On June 9, 2021 the Commission decided to send a complementary letter of formal notice to Sweden, drawing its attention to the incompatibility of its legislation limiting tax deductibility of cross-border intra-group interest payments with Union law. Under this scheme, interest deductibility is denied in relation to loan arrangements between affiliated companies established within the EU/EEA, irrespective of whether the terms and conditions of those arrangements remain at arm's length or not. In its ruling of 20 January 2021 in case C-484/19 Lexel, the Court of Justice held that the scheme amounts to an unjustifiable restriction on the freedom of establishment set out in Article 49 TFEU. While Sweden introduced some modifications to the rules in question as of 2019, their general design remains unchanged and the infringement is yet to be remedied.
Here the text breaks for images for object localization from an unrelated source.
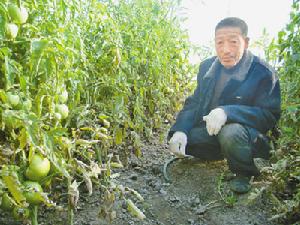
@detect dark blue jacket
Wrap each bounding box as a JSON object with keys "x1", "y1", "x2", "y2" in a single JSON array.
[{"x1": 169, "y1": 55, "x2": 281, "y2": 141}]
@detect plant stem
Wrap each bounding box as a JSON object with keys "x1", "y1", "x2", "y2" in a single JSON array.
[
  {"x1": 68, "y1": 205, "x2": 74, "y2": 225},
  {"x1": 31, "y1": 205, "x2": 38, "y2": 225},
  {"x1": 95, "y1": 147, "x2": 101, "y2": 162}
]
The Commission had sent a letter of formal notice in 2014. Sweden has two months to address the shortcomings identified by the Commission, after which the Commission may decide to send a reasoned opinion.

 

Greece - Failure to comply with EU VAT rules on postal services

The European Commission has decided to send a letter of formal notice to Greece for its failure to properly apply EU rules regarding the VAT exemption of postal services. According to the Court of Justice, the exemption provided for in the VAT Directive (Article 132(1)(a) of Council Directive 2006/112/EC) is intended to encourage specific activities in the public interest. This general objective takes the form, in the postal sector, of offering postal services that meet the essential needs of the population at a reduced cost. It follows that postal services provided by the Universal Service Provider, the Hellenic Post (‘ΕΛΤΑ') for which the terms have been individually negotiated (such as bulk mail, special discounts, commercial agreements with specific organisations), and other services which are not part of the universal postal service,) do not constitute activities of public interest since those services, by their very nature, meet the special needs of the users concerned. The Court of Justice has clearly ruled that the option to negotiate contracts with customers individually does not correspond, in principle, with the concept of universal service provision. Therefore, such services do not qualify for the VAT exemption. In consequence, by exempting all postal services provided by the Hellenic Post (including those not meeting the essential needs of the users concerned), Greece has failed to fulfil its obligations under Council Directive 2006/112/EC of 28 November 2006 on the common system of VAT. Greece has two months to address the shortcomings identified in this letter of formal notice. If Greece does not act within the next two months, the Commission may decide to send a reasoned opinion.

 

Bulgaria – The Commission requests BULGARIA to abolish exemption for undertaxed subsidiaries

The Commission has today decided to send a letter of formal notice to Bulgaria drawing its attention to the tax treatment of undertaxed subsidiaries. The taxation of such companies is required under Council Directive (EU) 2016/1164. The anti-avoidance rules allow the Member State where a parent company is based to tax not only the profits of that parent company, but also the profits of its subsidiaries that do not pay sufficient corporate tax (or no tax) in their jurisdiction of residence. The current legislation transposing this Directive in Bulgaria includes an undue exemption for subsidiaries (also known as controlled foreign companies), which are subject to “alternative forms of taxation”. Such an exemption is not allowed by the Directive. The Commission therefore considers that the undue exemption of subsidiaries that are subject to “alternative forms of taxation” constitutes an infringement to the Anti-Tax Avoidance Directive. Bulgaria has two months to address the shortcomings identified by the Commission after which the Commission may decide to send a reasoned opinion.